What Can You Do About Sever Anxiety
There are steps you need to take if your dog has severe anxiety that you can’t get a handle on. In some cases, anxiety relief can simply be a matter of limiting stressors or distracting the dog when it becomes stressed. In the case of severe anxiety, that’s generally not enough.
Talk with Your Vet
First things first, talk with your vet. Your vet has years of experience dealing with all kinds of dogs which have all kinds of problems. Severe anxiety will be something your vet is knowledgeable about. Before you take your dog in to the vet, make a list of everything your dog does when it becomes stressed and what seems to trigger it. This will help your vet determine how to help your dog more quickly.

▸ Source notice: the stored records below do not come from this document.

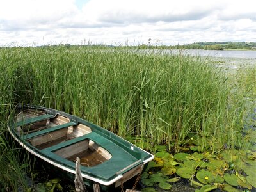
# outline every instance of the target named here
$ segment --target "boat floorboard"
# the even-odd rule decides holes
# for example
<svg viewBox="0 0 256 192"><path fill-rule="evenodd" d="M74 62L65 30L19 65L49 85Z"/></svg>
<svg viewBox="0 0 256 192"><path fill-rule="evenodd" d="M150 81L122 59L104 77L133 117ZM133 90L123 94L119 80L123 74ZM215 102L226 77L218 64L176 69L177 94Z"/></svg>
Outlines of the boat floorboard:
<svg viewBox="0 0 256 192"><path fill-rule="evenodd" d="M80 158L81 165L86 167L94 166L108 160L97 151L90 149L83 151L79 154L76 154L68 157L68 159L76 162L77 157Z"/></svg>

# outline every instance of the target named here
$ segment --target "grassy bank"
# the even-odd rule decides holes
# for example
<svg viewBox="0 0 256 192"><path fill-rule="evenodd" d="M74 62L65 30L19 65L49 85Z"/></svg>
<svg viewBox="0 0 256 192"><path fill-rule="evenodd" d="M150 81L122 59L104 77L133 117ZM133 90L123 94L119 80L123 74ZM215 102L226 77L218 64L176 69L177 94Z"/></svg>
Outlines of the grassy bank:
<svg viewBox="0 0 256 192"><path fill-rule="evenodd" d="M222 68L200 58L121 47L1 48L0 69L0 161L13 168L13 176L0 169L0 180L15 189L26 184L15 179L17 150L4 133L19 102L72 113L152 152L158 145L178 152L191 136L212 152L248 147L244 98Z"/></svg>

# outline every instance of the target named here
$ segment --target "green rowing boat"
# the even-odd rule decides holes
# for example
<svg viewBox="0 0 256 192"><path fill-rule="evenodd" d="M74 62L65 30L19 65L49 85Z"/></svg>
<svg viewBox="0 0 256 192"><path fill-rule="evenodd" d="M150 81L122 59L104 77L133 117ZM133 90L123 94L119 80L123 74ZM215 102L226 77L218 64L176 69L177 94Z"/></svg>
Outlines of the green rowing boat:
<svg viewBox="0 0 256 192"><path fill-rule="evenodd" d="M12 136L29 152L74 179L76 157L85 185L111 190L139 175L151 154L86 120L55 109L19 104Z"/></svg>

Make Sure It Isn’t Medical
We once had an owner come in with a young dog who had become severely agitated. It seemed that the only time the dog wasn’t suffering from severe anxiety was when it was sleeping. The owner said the anxiety seemed to come on overnight, and nothing he did seemed to help.
After an exam, we figured out why the dog was so agitated. It was blind. It had experienced a rare form of blindness that occurs when a dogs retinas detach. So the severe anxiety was actually a result of a medical problem that the owner had no idea was happening with his dog.
See a Trainer
Sometimes, it’s not that dog training isn’t the answer to severe anxiety. Sometimes, it’s that owners don’t know what sort of training or steps to take to alleviate that anxiety. Your vet may have recommendations on trainers who specialize in helping dogs with severe anxiety. Be aware that this doesn’t work for every dog, but it’s worth a shot.
Sometimes, there’s nothing to do for a dog with severe anxiety except try various drugs. Although this isn’t an ideal answer, it IS an answer. Drugs for dogs with severe anxiety can range from sedatives which can be used during times that stress the dog – fireworks or storms, for example – to more long-term medication options like anti-depressants. I have seen many a dog have a complete turnaround on anti-depressants. I’ve also seen many dogs benefit greatly from sedatives used only when the dog would otherwise be freaking out.
If you want to go the non-medication route, the Thundershirt is another option for helping ease anxiety. Keep in mind, though, that it might not work for severe anxiety.
Severe Anxiety Must Be Addressed
Severe anxiety is a definite quality of life issue for dogs. A dog with severe anxiety has a life that is pretty much filled with fear, terror, or both. It’s important to address the issue quickly and effectively. The first thing you should do is speak to your vet. He or she will help you navigate the causes of your dog’s severe anxiety and guide you through the process of finding a remedy.